In March, 2020, Fr Prendeville revisited the Solomons and the Ghari people. As he wrote in the book’s introduction, he spent a week in Sugu and Wanderer Bay, “explaining what had been written and going through details of who said what way back in 1976, the elders and leaders gave unanimous approval for the author to go ahead and publish the book. There was a great deal of interest and enthusiasm . . . .”
At the book launch, Lucina Lata, who lives in Palmerson North, and whose father and grandfather had been two of the principal sources who shared stories with Fr Prendeville, said that the priest is always welcomed in her village, where he is much-loved.
She thanked him for writing the book, which will be an important resource for the young and old of her people.
“Our history is traditionally oral. Story-telling is a way of passing on history . . . between generations. We now have information that can be forgotten as elders grow old,” she said.

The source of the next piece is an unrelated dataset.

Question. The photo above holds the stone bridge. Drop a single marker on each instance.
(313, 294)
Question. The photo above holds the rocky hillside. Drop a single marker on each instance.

Theologian Fr Mervyn Duffy, SM, told the launch that, in order for oral history to be written down, “you have got to have somebody who is trusted to hear the stories and the skills to write them down. And he has got to have the consent of the people. They don’t give that trust to just anybody”.
Fr Duffy added that Fr Prendeville had written his “magnum opus”. “This is the ‘big work’, coming out of a lifetime, and it has come out of a lifetime of getting to know a people, to hear their story, and to present their story back to them in a format that will endure.”
Society of Mary New Zealand provincial Fr Tim Duckworth, SM, told the book launch that the Marists are very proud of Fr Prendeville – “a man who became one of the Ghari people”.
Bringing the speeches at the book launch to a conclusion, Fr Prendeville thanked many people and organisations. He thanked the Society of Mary for supporting the publication of the book, adding that most of the copies would be shipped to Archbishop Christopher Cordone, OP, in the Solomon Islands, who has “set up a group that will take the books around to the Ghari people. They will be distributed on payment into a trust fund set up for tertiary education”.
“But there is no price on the book. So I can put on the shipping form – no commercial value – because they wouldn’t have the money to pay for the real commercial value.”
“It is a gift. It is something I had in the back of my mind for so many years.”
Proceeds from the sales of the book at the launch were to go towards shipping costs.
The book’s epilogue finishes with the following lines in italics.
A story is not a story until it is told and told again by one who was once just a listener. A story empowers a listener who then can empower a community.